Diagnóstico feito pelo Tribunal de Contas da União com parcerias nos Estados identificou 15 principais problemas nos vários setores do país

iG Minas Gerais | DA REDAÇÃO |

O INSS poderá ficar, num prazo de 3 anos, sem metade de seus servidores. Esse é um dos 15 principais problemas apresentados pelo TCU (Tribunal de Contas da União) em seu diagnóstico sobre os principais gargalos do país.

O trabalho foi feito em parceria com tribunais de contas de Estados e municípios e foi apresentado nesta segunda (17) no seminário Pacto Pela Boa Governança. Foram identificados os três principais problemas de gestão em cinco áreas: saúde, educação, segurança, previdência e infraestrutura.

O TCU ficou responsável pela identificação dos problemas no governo federal.
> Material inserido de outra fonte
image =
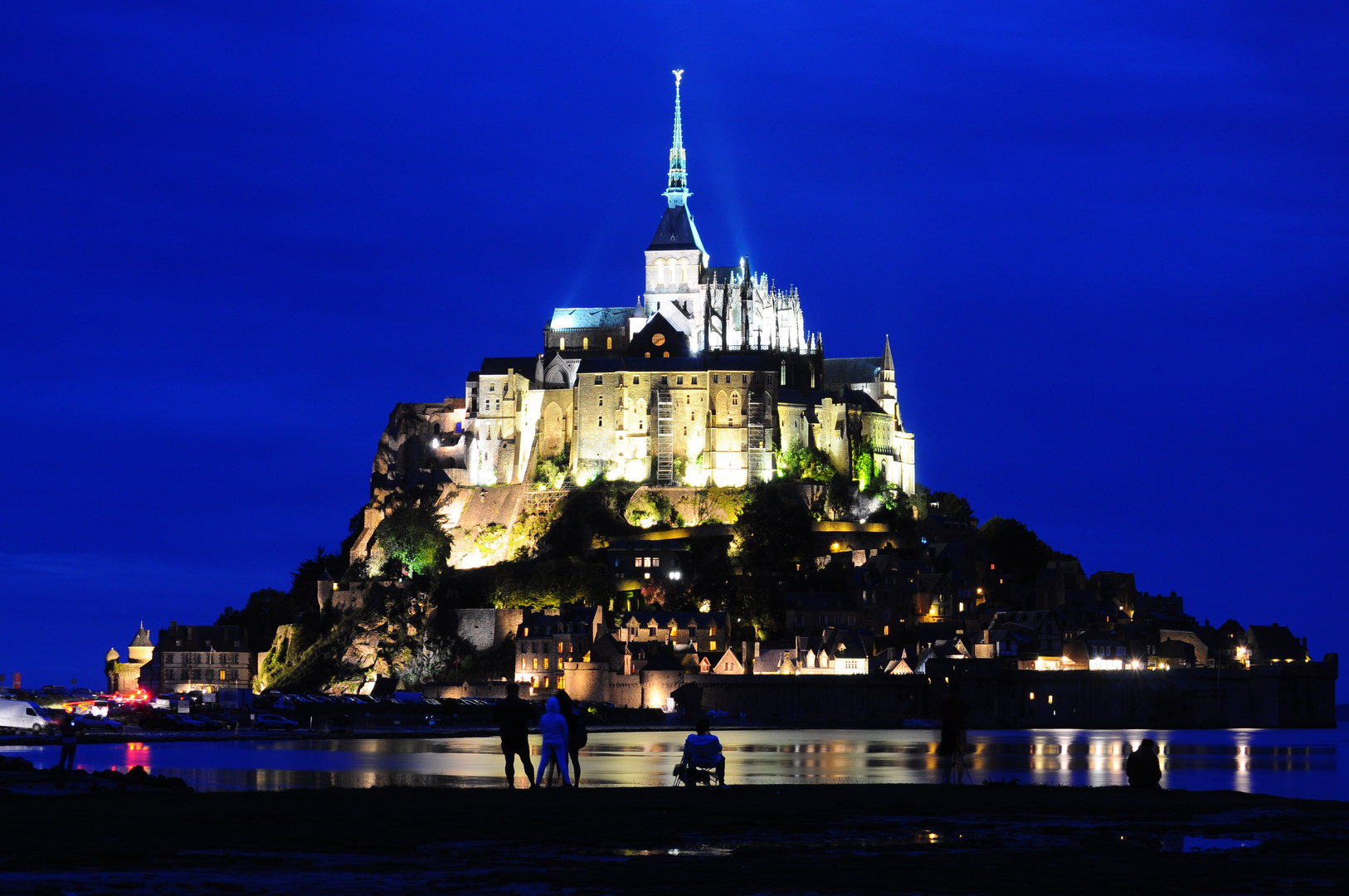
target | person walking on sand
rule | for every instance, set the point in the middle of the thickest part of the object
(1143, 767)
(577, 734)
(68, 744)
(513, 717)
(553, 728)
(954, 719)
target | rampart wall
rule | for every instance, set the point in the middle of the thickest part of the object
(1271, 697)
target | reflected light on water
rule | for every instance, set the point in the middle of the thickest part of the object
(1293, 762)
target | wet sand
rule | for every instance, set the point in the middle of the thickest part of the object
(738, 840)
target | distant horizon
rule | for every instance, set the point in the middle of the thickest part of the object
(1108, 247)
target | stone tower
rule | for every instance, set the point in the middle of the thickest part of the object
(140, 650)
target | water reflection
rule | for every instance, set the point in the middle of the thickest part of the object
(1274, 762)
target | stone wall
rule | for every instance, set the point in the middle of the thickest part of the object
(487, 628)
(1299, 695)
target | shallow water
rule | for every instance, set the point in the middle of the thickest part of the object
(1286, 762)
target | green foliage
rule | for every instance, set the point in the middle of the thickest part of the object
(896, 510)
(551, 473)
(771, 536)
(648, 508)
(1016, 547)
(582, 513)
(551, 582)
(413, 540)
(804, 465)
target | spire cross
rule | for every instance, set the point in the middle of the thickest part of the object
(678, 191)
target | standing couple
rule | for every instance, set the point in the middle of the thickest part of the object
(562, 729)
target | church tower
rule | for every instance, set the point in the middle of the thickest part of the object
(889, 393)
(676, 260)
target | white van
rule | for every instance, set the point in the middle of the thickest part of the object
(26, 717)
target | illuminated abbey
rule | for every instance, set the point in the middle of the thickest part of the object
(706, 379)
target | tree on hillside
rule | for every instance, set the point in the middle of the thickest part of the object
(771, 538)
(412, 538)
(1016, 547)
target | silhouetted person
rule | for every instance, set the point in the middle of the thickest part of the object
(956, 714)
(704, 751)
(1143, 767)
(577, 734)
(513, 717)
(553, 728)
(68, 744)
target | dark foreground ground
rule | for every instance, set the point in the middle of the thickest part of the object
(743, 840)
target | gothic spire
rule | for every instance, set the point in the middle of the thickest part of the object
(678, 191)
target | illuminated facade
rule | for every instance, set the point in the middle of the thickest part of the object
(702, 381)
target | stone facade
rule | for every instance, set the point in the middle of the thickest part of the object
(699, 382)
(200, 657)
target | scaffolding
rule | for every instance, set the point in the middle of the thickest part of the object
(757, 448)
(664, 437)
E, no caso da previdência, foi identificado que o INSS está com seu quadro de pessoal desatualizado e que, se não for renovado, há risco de descontinuidade no atendimento do órgão.

Além desse problema, para o TCU, o atual Regime Geral da Previdência é insustentável. "É uma bomba relógio", afirmou o ministro Augusto Nardes, presidente do TCU, sobre a falta de recursos para continuar pagando as aposentadorias no futuro.

Na área de segurança, o TCU identificou como problemas a "ausência de formalização das políticas de segurança", "vulnerabilidade das fronteiras" e "falta de integração entre os órgãos de segurança". Segundo Nardes, cerca de 20% das instituições policiais não se comunicam com outras nem mesmo dentro de seus estados.

No setor de educação, os gargalos apontados foram a "deficiência no aparelhamento da rede pública", a "falta de definição de padrões mínimos de qualidade no ensino médio" e "evasão no ensino técnico".

O TCU também apontou que na área da saúde um dos gargalos é a "falha na regulação dos preços de medicamentos". Também foi identificada "desigualdade na prestação de serviços" e "deficiências na gestão de Recursos Humanos e materiais".

Já na Infraestrutura, o TCU voltou a condenar a qualidade dos projetos o que, para o presidente do órgão, leva a falhas e atrasos nas obras públicas. O TCU também apontou que o país tem infraestrutura deficiente para escoar a safra agrícola e os atrasos nas obras do setor elétrico como problemas no setor.

São Paulo

Em parceria com o TCE (Tribunal de Contas do Estado), foram apresentados os principais gargalos nessas mesmo cinco áreas do estado.

Em segurança pública, os problemas apontados foram "vulnerabilidade na polícia técnica e do instituto de identificação" e "deficiências na estatísticas de inquéritos policiais". Já na saúde, foram constatados problemas na infraestrutura, no programa Rede de Proteção à Mãe Paulista e nas AMEs (Ambulatórios Médicos Especializados).

Na educação, os auditores apontaram que o governo subutiliza dados do Saresp para o planejamento e falhas no Transporte Escolar e na acessibilidade das escolas. E na infraestrutura, foram apontados problemas no programa Melhor Caminho, de construção de estradas.